Uma jovem de passos miúdos, estatura mediana e elegante adentra e anda pela sala, olha para os lados e cumprimenta os colegas de trabalho com um sorriso singular, infantil. Chega à janela, observa o movimento da avenida e o povo que se aglomerava a espera de ônibus, e mais além, seu olhar compenetrado vê vidas desfeitas, cambaleantes e outras estiradas sobre a calçada, e o modo que olhava aquelas cenas com outro olhar, parecia querer transformar o mundo com imposição de suas ideias, nem que fosse aplicá-las apenas no seu mundinho particular. Vislumbrada e ao mesmo tempo desnorteada com aquele mundo, volta à mesa de trabalho carregada de bons fluídos distribuindo-os gratuitamente e ofertando o mesmo sorriso infantil, que dado à graciosidade, até intimidava. Por segundos, quebra-se o silêncio. O telefone soa e o seu corpo lento e demonstrando cansaço, aconchega-se sobre a poltrona e diante do monitor entrega-se ao trabalho estafante do dia a dia e sequer notam os olhos admirados do poeta que acompanhava seus passos naquele pequeno trajeto.
Os olhos do poeta, despidos de óculos, admitem enxergar o verdadeiro, desinteressados, mesmo diante de uma silhueta desconcertante, mesmo diante uma esmerada educação e vontade de não enganar ninguém, o que era visível notar. Os olhos sem cobiça não enxergavam a existência de egoísmo e de valores morais indiscutíveis, os quais nunca renderão a ela angústias, inimizades e dissabores. No divã laboral, com ou sem encosto, ladeadas de processos, a estagiária aprendeu a ouvir os mais sábios e compreender que as experiências de vida enriquecidas pelos exercícios espirituais a valorizaria durante toda sua existência e optaria pelo renascimento espiritual e quiçá, a benção de poder enxergar os valores inimagináveis do ser humano e os encantos da vida.

Tornou-se uma leitora e pesquisadora obcecada de livros jurídicos, deixando-se preencher pelo sonho de se tornar uma advogada. Descobriu o mundo da Internet. Nele mergulhou fundo como a uma inquieta jornalista à busca de novidades e conhecimentos. Para bem de sua formação, muito do que descobriu nunca abandonou, livrando-se, como outros tantos que não conseguiram, de uma dependência que a poderia tornar uma desocupada e inoperante perante a sociedade, com vida inativa no mundo virtual e nenhum envolvimento significativo na vida real.
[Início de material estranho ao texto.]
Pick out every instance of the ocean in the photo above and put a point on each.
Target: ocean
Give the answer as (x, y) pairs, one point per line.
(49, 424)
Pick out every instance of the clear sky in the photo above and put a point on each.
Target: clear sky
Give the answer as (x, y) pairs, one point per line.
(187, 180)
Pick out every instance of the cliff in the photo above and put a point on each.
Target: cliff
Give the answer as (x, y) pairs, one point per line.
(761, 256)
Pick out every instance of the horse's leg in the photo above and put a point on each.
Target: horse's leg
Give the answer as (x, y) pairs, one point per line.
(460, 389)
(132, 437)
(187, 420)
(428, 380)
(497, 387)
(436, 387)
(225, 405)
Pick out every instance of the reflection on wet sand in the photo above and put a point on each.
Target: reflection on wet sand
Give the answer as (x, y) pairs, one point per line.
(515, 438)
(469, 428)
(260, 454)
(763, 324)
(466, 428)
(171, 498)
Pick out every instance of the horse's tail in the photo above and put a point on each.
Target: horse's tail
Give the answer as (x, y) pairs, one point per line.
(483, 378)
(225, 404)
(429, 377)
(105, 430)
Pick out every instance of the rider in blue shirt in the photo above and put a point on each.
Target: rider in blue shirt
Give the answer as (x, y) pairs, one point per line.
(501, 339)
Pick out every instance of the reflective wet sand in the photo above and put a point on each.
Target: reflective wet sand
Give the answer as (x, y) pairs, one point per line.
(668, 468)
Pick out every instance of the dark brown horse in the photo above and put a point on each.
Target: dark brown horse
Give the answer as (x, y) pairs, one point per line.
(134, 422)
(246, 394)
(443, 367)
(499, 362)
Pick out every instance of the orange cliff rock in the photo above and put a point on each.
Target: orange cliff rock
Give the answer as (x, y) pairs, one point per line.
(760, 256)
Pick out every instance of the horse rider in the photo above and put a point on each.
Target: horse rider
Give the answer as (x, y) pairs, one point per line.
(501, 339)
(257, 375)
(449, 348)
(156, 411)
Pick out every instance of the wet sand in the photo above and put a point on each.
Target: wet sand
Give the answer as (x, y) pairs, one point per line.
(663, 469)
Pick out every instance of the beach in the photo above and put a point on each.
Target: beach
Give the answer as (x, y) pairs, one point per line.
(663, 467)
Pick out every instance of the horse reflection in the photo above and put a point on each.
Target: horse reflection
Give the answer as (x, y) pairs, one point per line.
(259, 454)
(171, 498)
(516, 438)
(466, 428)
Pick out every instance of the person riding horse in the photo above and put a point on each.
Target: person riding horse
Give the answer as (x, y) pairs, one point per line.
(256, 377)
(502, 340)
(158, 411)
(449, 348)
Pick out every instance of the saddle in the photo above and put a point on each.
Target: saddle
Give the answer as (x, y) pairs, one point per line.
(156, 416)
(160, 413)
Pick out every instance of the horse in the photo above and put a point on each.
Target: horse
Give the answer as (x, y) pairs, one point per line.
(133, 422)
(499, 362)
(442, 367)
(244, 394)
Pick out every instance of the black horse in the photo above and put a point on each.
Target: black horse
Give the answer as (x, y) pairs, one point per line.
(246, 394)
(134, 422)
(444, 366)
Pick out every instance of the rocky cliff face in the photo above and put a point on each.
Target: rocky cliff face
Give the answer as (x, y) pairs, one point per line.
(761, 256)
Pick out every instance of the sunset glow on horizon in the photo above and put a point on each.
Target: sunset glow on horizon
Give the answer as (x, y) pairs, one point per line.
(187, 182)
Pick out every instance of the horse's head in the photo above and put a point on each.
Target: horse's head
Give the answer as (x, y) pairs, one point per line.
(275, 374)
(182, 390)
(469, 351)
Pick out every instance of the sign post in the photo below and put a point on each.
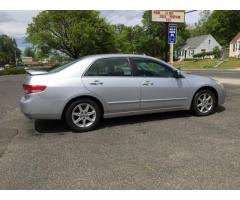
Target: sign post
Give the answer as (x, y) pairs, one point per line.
(172, 38)
(169, 17)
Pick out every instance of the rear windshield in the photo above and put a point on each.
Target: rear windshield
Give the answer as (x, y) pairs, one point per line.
(64, 66)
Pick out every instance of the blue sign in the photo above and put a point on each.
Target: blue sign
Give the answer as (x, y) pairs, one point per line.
(172, 34)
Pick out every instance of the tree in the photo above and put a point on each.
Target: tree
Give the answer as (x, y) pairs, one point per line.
(217, 52)
(8, 50)
(29, 52)
(223, 25)
(200, 28)
(75, 33)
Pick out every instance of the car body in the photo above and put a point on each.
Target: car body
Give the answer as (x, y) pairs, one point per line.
(129, 90)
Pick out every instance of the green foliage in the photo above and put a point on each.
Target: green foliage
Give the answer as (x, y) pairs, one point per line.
(74, 32)
(29, 52)
(200, 28)
(14, 70)
(8, 50)
(217, 52)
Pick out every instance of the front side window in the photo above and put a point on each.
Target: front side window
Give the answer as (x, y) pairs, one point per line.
(151, 68)
(110, 67)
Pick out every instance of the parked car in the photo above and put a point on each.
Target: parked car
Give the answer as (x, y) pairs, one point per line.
(113, 85)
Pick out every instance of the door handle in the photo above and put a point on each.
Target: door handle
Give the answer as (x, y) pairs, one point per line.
(147, 83)
(96, 82)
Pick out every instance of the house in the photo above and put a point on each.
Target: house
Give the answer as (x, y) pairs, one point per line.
(234, 47)
(27, 60)
(196, 45)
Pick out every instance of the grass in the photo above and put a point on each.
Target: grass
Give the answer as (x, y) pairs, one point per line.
(229, 63)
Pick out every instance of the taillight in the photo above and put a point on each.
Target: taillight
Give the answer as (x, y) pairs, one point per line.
(34, 88)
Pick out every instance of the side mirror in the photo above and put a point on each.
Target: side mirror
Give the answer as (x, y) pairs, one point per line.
(177, 74)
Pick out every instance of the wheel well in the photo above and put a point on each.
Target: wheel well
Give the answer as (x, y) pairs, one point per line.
(83, 97)
(208, 88)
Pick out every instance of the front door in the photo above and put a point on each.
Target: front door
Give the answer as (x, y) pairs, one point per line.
(111, 79)
(159, 88)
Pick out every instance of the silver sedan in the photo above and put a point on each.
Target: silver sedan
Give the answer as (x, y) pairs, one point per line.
(113, 85)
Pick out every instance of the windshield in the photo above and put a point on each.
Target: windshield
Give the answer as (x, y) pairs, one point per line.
(61, 67)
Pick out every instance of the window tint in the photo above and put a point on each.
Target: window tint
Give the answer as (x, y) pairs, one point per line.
(150, 68)
(110, 67)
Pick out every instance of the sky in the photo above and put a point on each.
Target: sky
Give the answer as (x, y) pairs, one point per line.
(14, 23)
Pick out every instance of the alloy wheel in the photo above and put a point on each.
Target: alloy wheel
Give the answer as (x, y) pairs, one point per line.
(83, 115)
(205, 103)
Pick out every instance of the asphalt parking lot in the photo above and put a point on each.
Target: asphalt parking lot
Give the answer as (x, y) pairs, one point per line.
(161, 151)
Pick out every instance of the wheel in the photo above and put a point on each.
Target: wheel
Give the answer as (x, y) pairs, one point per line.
(83, 115)
(204, 102)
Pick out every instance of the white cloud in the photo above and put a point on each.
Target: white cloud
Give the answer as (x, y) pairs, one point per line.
(14, 23)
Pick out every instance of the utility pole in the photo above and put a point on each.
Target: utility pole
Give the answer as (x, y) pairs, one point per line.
(166, 42)
(171, 53)
(15, 54)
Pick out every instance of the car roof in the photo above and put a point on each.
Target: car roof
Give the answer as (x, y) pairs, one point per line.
(97, 56)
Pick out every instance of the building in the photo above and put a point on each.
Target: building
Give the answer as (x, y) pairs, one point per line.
(234, 47)
(196, 45)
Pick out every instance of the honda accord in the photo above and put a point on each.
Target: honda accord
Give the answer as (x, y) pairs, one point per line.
(113, 85)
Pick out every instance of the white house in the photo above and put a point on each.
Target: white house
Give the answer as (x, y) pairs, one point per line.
(195, 45)
(234, 47)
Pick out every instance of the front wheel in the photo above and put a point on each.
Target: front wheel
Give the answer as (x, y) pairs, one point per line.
(203, 103)
(83, 115)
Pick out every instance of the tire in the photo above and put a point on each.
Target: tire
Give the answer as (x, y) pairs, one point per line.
(78, 115)
(203, 106)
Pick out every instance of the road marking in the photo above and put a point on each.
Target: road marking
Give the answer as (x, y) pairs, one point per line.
(233, 81)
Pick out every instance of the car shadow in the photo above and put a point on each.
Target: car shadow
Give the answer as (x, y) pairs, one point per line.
(59, 126)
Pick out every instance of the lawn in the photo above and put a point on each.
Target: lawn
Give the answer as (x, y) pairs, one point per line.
(229, 63)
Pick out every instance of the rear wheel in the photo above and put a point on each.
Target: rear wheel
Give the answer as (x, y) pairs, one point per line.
(204, 102)
(83, 115)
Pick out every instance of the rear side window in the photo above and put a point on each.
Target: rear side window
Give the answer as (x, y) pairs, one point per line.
(110, 67)
(151, 68)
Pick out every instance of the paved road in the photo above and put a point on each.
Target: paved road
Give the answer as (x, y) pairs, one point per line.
(235, 74)
(161, 151)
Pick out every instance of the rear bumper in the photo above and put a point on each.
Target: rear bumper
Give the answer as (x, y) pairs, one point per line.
(35, 108)
(221, 96)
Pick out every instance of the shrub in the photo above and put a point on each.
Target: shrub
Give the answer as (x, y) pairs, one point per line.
(217, 52)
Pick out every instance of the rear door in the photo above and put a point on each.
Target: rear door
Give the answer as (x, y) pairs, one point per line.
(159, 88)
(112, 80)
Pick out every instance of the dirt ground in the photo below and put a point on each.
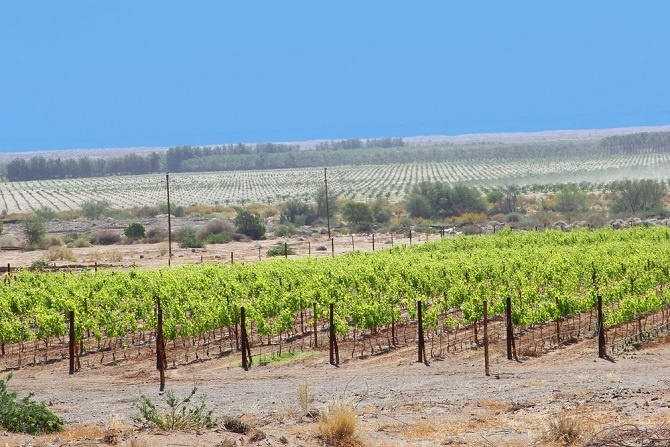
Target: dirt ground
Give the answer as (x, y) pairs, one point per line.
(399, 402)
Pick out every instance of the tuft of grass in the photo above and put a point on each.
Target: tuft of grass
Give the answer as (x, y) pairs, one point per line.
(569, 429)
(338, 425)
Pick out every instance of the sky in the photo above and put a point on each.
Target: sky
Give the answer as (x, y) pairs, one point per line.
(94, 74)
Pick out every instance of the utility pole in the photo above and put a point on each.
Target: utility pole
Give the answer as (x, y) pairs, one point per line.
(325, 183)
(167, 184)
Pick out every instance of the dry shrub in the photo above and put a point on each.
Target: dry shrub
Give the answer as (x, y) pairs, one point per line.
(59, 253)
(52, 240)
(338, 425)
(215, 226)
(569, 428)
(106, 237)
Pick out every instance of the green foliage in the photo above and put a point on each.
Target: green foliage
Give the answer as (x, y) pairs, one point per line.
(135, 231)
(286, 229)
(94, 209)
(25, 415)
(280, 250)
(249, 224)
(181, 413)
(444, 200)
(34, 229)
(46, 213)
(570, 200)
(175, 210)
(633, 197)
(187, 238)
(359, 215)
(217, 238)
(298, 213)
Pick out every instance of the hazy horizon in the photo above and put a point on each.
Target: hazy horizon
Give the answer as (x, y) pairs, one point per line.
(83, 75)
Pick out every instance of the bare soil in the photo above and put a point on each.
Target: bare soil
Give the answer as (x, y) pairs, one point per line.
(399, 402)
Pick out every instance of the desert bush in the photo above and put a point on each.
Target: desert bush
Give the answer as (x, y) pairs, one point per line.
(60, 253)
(284, 230)
(220, 238)
(135, 231)
(155, 235)
(107, 237)
(181, 412)
(280, 250)
(80, 242)
(569, 429)
(214, 226)
(25, 415)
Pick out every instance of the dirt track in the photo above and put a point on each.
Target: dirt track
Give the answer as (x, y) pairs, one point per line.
(399, 402)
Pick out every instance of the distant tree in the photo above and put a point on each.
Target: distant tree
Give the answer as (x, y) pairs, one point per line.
(249, 224)
(94, 209)
(359, 215)
(297, 213)
(34, 229)
(638, 197)
(571, 200)
(135, 231)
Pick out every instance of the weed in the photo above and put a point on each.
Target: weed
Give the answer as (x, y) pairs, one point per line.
(181, 414)
(25, 415)
(338, 425)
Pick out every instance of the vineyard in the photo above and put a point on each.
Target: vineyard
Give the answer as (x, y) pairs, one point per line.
(354, 182)
(553, 279)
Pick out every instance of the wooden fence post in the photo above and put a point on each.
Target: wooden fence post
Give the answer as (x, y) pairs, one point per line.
(510, 330)
(160, 348)
(486, 339)
(601, 330)
(72, 341)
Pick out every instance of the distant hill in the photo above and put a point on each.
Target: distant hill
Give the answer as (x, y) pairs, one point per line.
(509, 137)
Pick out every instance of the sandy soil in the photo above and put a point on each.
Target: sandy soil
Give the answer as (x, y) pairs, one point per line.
(399, 402)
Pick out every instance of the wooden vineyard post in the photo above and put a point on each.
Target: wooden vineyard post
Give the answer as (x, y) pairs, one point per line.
(334, 352)
(72, 341)
(246, 349)
(510, 330)
(161, 361)
(486, 340)
(315, 326)
(422, 344)
(601, 330)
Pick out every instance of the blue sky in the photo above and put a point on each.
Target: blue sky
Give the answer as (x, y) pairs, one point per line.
(84, 74)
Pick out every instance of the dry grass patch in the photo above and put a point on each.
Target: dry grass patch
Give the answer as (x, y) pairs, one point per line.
(569, 428)
(337, 426)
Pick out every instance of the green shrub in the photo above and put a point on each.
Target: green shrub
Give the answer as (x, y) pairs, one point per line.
(135, 231)
(284, 230)
(280, 250)
(218, 238)
(181, 414)
(25, 415)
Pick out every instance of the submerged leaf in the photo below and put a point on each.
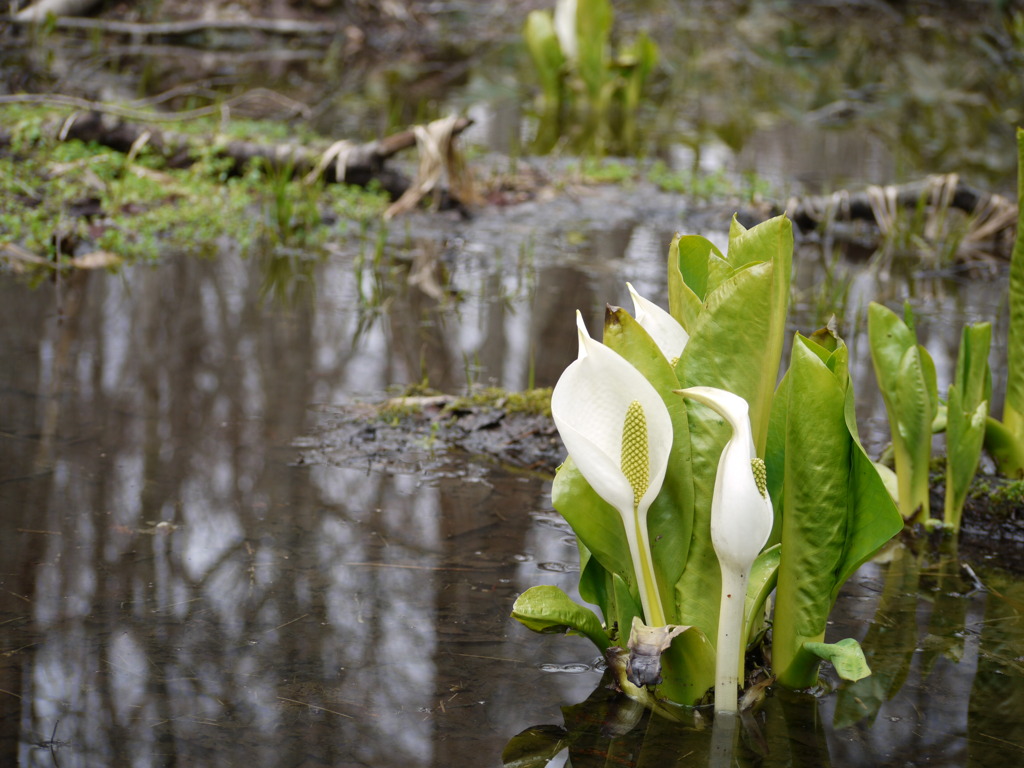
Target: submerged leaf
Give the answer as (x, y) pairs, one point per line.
(548, 609)
(846, 655)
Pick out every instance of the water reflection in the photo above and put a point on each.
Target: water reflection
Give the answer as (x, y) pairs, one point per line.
(178, 586)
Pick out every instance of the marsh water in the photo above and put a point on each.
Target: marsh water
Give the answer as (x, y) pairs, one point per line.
(196, 571)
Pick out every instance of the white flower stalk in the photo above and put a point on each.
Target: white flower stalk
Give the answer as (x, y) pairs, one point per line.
(740, 523)
(565, 28)
(663, 328)
(617, 430)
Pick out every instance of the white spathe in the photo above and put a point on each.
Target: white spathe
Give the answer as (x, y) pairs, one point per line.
(662, 327)
(740, 514)
(740, 523)
(565, 28)
(596, 404)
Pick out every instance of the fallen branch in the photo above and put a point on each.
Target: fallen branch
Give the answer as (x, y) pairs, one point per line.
(989, 217)
(40, 10)
(875, 203)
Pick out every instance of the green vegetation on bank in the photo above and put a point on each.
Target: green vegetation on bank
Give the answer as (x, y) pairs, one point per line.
(62, 198)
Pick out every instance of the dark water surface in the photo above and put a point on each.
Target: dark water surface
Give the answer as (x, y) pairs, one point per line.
(189, 577)
(182, 585)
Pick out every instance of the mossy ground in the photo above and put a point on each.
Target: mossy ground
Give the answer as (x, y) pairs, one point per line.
(62, 198)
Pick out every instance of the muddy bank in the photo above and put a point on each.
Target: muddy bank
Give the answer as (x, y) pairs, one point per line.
(444, 434)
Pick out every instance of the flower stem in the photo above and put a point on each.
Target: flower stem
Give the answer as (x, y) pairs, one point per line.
(650, 598)
(729, 664)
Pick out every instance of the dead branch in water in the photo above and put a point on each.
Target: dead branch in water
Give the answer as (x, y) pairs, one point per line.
(990, 217)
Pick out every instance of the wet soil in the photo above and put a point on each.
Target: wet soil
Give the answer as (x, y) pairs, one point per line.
(434, 432)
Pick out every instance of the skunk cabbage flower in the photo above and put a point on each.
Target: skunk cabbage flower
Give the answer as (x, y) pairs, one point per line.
(740, 523)
(663, 328)
(565, 28)
(617, 431)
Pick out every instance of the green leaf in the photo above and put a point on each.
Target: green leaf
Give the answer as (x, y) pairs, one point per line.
(596, 523)
(691, 257)
(967, 410)
(761, 583)
(1013, 408)
(535, 748)
(542, 42)
(688, 668)
(846, 655)
(906, 378)
(836, 511)
(1006, 450)
(593, 32)
(548, 609)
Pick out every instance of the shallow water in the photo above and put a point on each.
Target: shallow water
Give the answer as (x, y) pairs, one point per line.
(190, 576)
(183, 583)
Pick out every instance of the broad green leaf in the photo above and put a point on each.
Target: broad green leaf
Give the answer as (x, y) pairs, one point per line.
(974, 377)
(1013, 409)
(1005, 449)
(697, 591)
(906, 378)
(736, 340)
(596, 523)
(594, 30)
(690, 259)
(688, 668)
(965, 435)
(730, 344)
(761, 583)
(535, 748)
(818, 448)
(637, 61)
(846, 655)
(889, 646)
(627, 605)
(542, 42)
(670, 519)
(548, 609)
E esta lhe era uma possibilidade bastante plausível, caso não experimentasse essa sensação da modernidade, exceto, talvez, por uma babá que pode estar à sua disposição para atender seus caprichos de menina moderna que deve possuir detrás de seu sorriso angelical os mesmos medos de uma jovem qualquer e a incorporação de personagens que procura apropriar-se de sua força. Mesmo sendo bela, deve ter receios de ser decepcionada, de sair frustrada de relacionamentos, afinal de contas está preocupada em seus afazeres laborais e iniciou uma jornada criteriosa pelo labiríntico mundo dos livros.
A menina, porém, enquanto agente de seu próprio destino, entregue à própria sorte da formação intelectual aprendida nos livros e da formação para a vida extraída de experiências de terceiros, vai tendo um amadurecimento precoce de tal forma que, ainda jovem, já possui uma experiência intelectual acima da média para a sua idade, assim como o amadurecimento emocional, pois os parâmetros que têm possuem a força do apoio e peso da experiência familiar, que deu um impacto promissor em sua vida deixando-lhe segura diante de certos fatos que a vida, já nesta fase, lhe começa a impor.
O poeta que a viu e vê passar por horas a fio é um homem vivido. Sabe que não pode frustrar uma jovem que sonha com o mundo jurídico. O poeta já percorreu muitas escolas e na pele, traz as marcas das montanhas que teve que transpor para conquistar o seu lugar ao sol. No entanto sabe que mesmo pelo pouco tempo de vivência, a jovem também já transpôs algumas barreiras, tornando-se uma leitora inveterada de livros e até dos simples artigos, crônicas e versos, disponibilizados pelo poeta em seu Blog, que descobrira numa coluna do Diário da Manhã.

Parabéns Vanderlan! Gostei muito da Crônica, a relação de admiração mútua entre " mestre e aprendiz" me fez lembrar de Pablo Neruda, em O Carteiro e o Poeta.